Je trouve aussi que le 16x2 a un avantage concret sur chantier: il se cintre facilement et simplifie souvent la pose derrière un doublage. Pour une rénovation propre, il est largement suffisant dans la majorité des cas. Ce n’est pas le diamètre « petit budget » par défaut; c’est souvent le choix juste.
Quand le 20x2 devient le meilleur choix
Je passe au 20x2 quand je veux de la marge, pas quand je veux simplement « faire plus gros ». Ce diamètre prend tout son intérêt quand la douche est plus exigeante ou que la configuration du réseau risque de manger du débit avant même d’arriver au mitigeur.
- la douche est éloignée du collecteur ou du point de départ;
- la ligne alimente une colonne pluie, une douche à jets ou un ensemble avec plusieurs sorties;
- la pression disponible est moyenne et je veux limiter les pertes;
- la salle de bain est pensée pour évoluer plus tard;
- le réseau dessert aussi d’autres points et le tirage peut être simultané.
Le gain du 20x2 se voit surtout quand on cumule longueur, accessoires et exigence de confort. Sur une douche courte avec une tête simple, la différence peut rester modeste. En revanche, sur une grande salle d’eau ou un receveur éloigné, c’est souvent lui qui évite la sensation de débit « juste acceptable ». Quand le doute persiste, je préfère cette marge plutôt que de regretter un sous-dimensionnement une fois le mur refermé.
Je garde en tête qu’au-delà, le 25x2,5 ou le 26x3 sert plutôt au départ de réseau ou à une alimentation principale. Pour une simple branche de douche, ce serait en général trop lourd, trop cher et inutilement encombrant.
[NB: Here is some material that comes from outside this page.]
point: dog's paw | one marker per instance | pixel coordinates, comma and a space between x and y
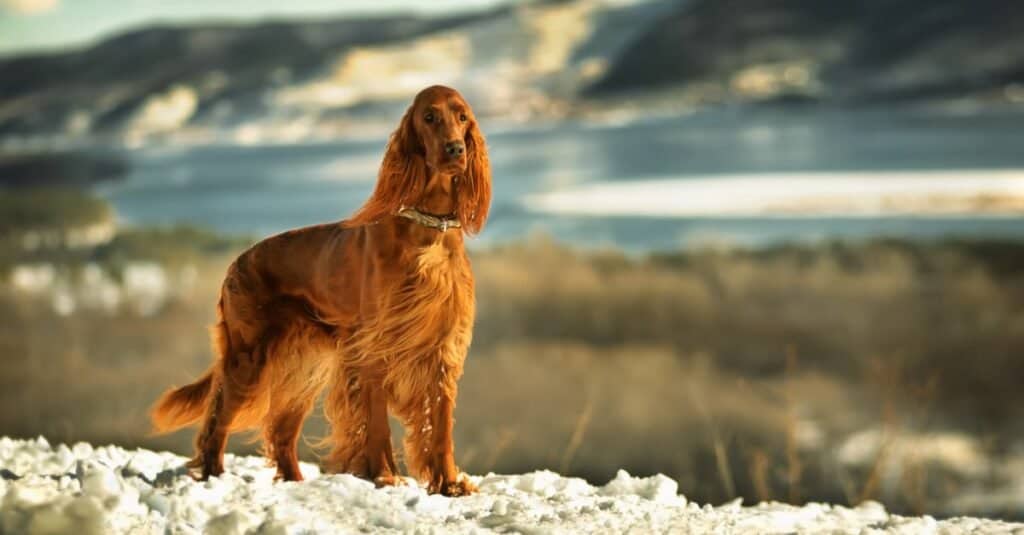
390, 481
454, 489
Pose, raccords et erreurs à éviter
Le bon diamètre ne suffit pas si la pose est négligée. En douche, je cherche d’abord une ligne continue, lisible et facile à contrôler avant fermeture. Le meilleur tube du monde ne compensera jamais une succession de raccords mal placés.
- Je garde le même diamètre jusqu’au plus près de la robinetterie.
- J’évite les réductions cachées dans la cloison.
- Je limite les coudes serrés et les changements de direction inutiles.
- Je privilégie les raccords à sertir dans les parties encastrées.
- Je fais un essai de pression avant de refermer le mur.
- Si l’eau chaude parcourt une distance notable, j’isole la ligne pour limiter les pertes thermiques.
Je me méfie aussi des montages trop « bricolés » derrière une faïence neuve. Un raccord démontable doit rester accessible; sinon, il finit par devenir une source de stress au lieu d’être une solution. Pour une douche, la simplicité de la ligne compte autant que le choix du tube.
Ce que je vérifie avant de valider la ligne de douche
Avant d’acheter le matériel, je mesure la longueur réelle du parcours, je compte les coudes, j’identifie le type de douche et j’estime le débit attendu. Si la configuration reste simple, le 16x2 est souvent le meilleur compromis. Si le projet devient plus ambitieux, je bascule sur le 20x2 et je garde le 25x2,5 pour la distribution principale, pas pour la seule sortie de douche.
Au fond, le bon choix repose sur un équilibre très concret entre confort, pertes de charge et facilité de pose. Si je devais résumer la logique en une phrase, je dirais ceci: 16x2 pour une douche standard et courte, 20x2 quand la ligne devient exigeante. C’est cette règle simple qui évite la plupart des mauvaises surprises, sans surdimensionner inutilement l’installation.